SWITZERLAND / LAUSANNE
KADER ATTIA
SINCE DOCUMENTA 13 (“THE REPAIR FROM OCCIDENT TO EXTRA-OCCIDENTAL CULTURES”), KADER ATTIA’S WORK HAS BEEN ACQUIRED BY SEVERAL MUSEUMS AND FOUNDATIONS, INCLUDING MMK FRANKFURT, WHERE HIS NEXT RETROSPECTIVE WILL BE HELD IN 2016. IN THE MEANTIME, THE WORK OF THIS FRANCO-ALGERIAN ARTIST (BORN IN FRANCE IN 1970, LIVES AND WORKS IN BERLIN AND ALGIERS) IS ON SHOW AT THE MUSÉE CANTONAL DES BEAUX-ARTS DE LAUSANNE. WE TOOK THE OPPORTUNITY TO HEAR HIS THOUGHTS.

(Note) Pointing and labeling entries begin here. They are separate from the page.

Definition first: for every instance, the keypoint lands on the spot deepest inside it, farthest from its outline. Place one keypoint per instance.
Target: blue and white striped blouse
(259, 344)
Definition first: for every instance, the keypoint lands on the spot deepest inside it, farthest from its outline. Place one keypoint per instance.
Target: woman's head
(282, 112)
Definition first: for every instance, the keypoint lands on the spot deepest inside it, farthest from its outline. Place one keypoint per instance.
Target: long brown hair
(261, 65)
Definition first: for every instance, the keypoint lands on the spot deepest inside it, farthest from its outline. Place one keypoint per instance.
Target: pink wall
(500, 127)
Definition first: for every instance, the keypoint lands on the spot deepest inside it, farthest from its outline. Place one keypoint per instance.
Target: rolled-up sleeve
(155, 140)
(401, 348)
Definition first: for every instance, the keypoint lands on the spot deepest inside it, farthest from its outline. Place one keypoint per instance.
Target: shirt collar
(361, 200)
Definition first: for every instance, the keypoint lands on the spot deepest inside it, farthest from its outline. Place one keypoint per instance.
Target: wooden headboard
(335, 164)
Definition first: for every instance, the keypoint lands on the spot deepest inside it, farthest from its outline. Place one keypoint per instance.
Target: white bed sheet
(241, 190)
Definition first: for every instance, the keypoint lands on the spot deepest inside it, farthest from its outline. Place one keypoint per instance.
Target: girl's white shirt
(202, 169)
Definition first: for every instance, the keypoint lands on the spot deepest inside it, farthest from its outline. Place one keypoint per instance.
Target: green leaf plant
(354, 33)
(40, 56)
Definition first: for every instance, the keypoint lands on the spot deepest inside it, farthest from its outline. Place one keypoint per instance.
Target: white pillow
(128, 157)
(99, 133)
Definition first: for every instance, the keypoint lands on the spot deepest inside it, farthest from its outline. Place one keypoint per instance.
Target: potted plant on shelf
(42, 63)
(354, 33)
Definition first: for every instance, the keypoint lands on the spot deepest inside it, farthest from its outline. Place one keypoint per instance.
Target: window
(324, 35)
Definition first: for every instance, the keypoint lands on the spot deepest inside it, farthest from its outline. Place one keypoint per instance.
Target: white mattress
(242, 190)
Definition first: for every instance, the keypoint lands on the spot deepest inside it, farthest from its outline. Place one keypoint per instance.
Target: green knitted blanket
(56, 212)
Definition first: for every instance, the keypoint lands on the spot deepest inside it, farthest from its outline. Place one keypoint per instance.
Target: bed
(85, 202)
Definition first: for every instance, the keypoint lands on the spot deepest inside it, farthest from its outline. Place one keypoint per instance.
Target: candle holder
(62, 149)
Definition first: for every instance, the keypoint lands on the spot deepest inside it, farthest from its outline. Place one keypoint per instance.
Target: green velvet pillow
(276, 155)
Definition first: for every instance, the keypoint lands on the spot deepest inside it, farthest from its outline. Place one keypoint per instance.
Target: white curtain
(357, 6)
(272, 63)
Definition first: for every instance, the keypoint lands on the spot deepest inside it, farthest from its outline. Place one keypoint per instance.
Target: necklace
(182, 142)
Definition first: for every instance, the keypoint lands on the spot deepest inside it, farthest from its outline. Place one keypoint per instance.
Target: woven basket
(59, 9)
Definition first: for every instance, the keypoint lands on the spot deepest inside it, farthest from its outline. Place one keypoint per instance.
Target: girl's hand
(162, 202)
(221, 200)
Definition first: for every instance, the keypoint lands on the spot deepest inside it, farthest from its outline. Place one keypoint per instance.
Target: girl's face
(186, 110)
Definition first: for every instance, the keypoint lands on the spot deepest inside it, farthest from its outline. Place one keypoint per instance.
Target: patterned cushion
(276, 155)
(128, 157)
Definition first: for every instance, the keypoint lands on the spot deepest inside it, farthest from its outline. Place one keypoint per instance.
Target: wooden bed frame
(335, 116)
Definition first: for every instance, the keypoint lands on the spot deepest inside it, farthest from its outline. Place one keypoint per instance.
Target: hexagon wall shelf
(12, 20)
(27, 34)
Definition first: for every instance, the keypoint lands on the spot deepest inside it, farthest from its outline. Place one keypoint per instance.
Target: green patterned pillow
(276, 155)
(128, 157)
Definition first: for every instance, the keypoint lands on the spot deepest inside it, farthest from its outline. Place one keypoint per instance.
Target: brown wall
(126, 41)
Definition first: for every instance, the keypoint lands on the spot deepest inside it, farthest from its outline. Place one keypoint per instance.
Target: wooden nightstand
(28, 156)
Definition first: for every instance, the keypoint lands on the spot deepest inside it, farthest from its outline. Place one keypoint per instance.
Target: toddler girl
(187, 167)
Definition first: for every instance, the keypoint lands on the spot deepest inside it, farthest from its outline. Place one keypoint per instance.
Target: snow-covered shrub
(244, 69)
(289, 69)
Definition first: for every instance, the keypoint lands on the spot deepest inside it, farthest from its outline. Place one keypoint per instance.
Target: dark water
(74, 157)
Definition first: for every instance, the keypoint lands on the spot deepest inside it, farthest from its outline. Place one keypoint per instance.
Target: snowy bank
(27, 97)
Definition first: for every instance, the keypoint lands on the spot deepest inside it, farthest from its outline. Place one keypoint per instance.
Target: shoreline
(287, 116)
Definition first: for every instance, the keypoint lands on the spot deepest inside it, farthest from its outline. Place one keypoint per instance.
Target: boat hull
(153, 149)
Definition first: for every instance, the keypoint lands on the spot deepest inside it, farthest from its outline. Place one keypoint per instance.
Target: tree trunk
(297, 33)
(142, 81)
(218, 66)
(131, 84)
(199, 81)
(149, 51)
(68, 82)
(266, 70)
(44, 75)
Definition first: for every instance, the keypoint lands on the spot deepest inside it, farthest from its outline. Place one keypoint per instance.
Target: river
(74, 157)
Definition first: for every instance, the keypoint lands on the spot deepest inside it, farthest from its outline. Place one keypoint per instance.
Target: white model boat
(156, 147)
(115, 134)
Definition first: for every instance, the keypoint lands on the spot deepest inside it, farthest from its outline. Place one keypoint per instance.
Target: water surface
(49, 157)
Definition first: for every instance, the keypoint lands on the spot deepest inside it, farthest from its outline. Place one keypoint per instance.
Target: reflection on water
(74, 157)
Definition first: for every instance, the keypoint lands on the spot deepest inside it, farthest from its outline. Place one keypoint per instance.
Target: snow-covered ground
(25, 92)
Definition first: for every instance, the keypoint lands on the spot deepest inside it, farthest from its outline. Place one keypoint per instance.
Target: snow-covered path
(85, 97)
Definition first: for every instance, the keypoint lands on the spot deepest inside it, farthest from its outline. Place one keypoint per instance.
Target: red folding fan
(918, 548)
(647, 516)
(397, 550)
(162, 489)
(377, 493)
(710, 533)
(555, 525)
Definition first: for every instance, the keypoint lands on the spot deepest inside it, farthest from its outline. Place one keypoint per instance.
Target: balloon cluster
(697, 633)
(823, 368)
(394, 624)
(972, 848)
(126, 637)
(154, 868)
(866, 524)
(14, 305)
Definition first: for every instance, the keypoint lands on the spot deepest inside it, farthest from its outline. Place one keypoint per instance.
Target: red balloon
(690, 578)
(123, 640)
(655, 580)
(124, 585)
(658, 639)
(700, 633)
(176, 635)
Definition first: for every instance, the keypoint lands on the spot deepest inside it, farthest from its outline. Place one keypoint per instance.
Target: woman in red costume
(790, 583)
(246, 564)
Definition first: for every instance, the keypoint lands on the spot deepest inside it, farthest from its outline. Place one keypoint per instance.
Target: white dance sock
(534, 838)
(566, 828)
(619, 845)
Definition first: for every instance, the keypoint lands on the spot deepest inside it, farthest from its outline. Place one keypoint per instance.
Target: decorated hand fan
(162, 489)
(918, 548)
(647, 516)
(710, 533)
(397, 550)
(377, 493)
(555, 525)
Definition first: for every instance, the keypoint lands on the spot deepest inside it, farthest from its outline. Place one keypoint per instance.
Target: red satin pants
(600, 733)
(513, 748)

L'OFFICIEL ART: Historical, social, and political themes are at the heart of your work, notably to do with the notion of debt/repair – as recently seen at the Middelheim Museum in Antwerp. What is your personal assessment in terms of self-awareness as your work has developed over the years, and in terms of the possible evolution of views on these themes? KADER ATTIA: An assessment seems premature to me, in as far as this concept still holds some secrets. Every day repair shows itself to be a complex rhizomatic system that has no bounds, as it seems to structure all areas of the universe. At the beginning, I worked on repair from a purely material point of view, from Modernity to Tradition and vice versa: “The Repair from Occidental to extra-Occidental Cultures”. Then I went on to become interested in the ambiguity and ambivalence of fundamental differences between traditional non-occidental cultures and occidental modernity. The way in which a broken object is repaired in traditional extra-occidental cultures foregrounds the breakage. In this way, the repaired object finds a new life. Repair in modern Western cultures is meant to return the object to its original state—the state before it was broken. This paradoxical practice of repair clearly explains the concerns of the modern mind on the traditional mind: the `savage mind,' to use the term dear to Levi-Strauss. Now, if we transpose this idea of repair from the field of modernity/tradition to that of Nature, we realise that what Darwin and Wallace discovered in their research on the evolution of the species is based on the same principle: the necessity in all living species for a member `not adapted to his environment' to be replaced by another who knows better how to adapt in order to contribute to the evolution of the species, and of course to his survival. They call this process of necessary replacement `natural selection'. What is natural selection if not repair? Any existing system in the universe is subject to a structure that self-regulates through repair.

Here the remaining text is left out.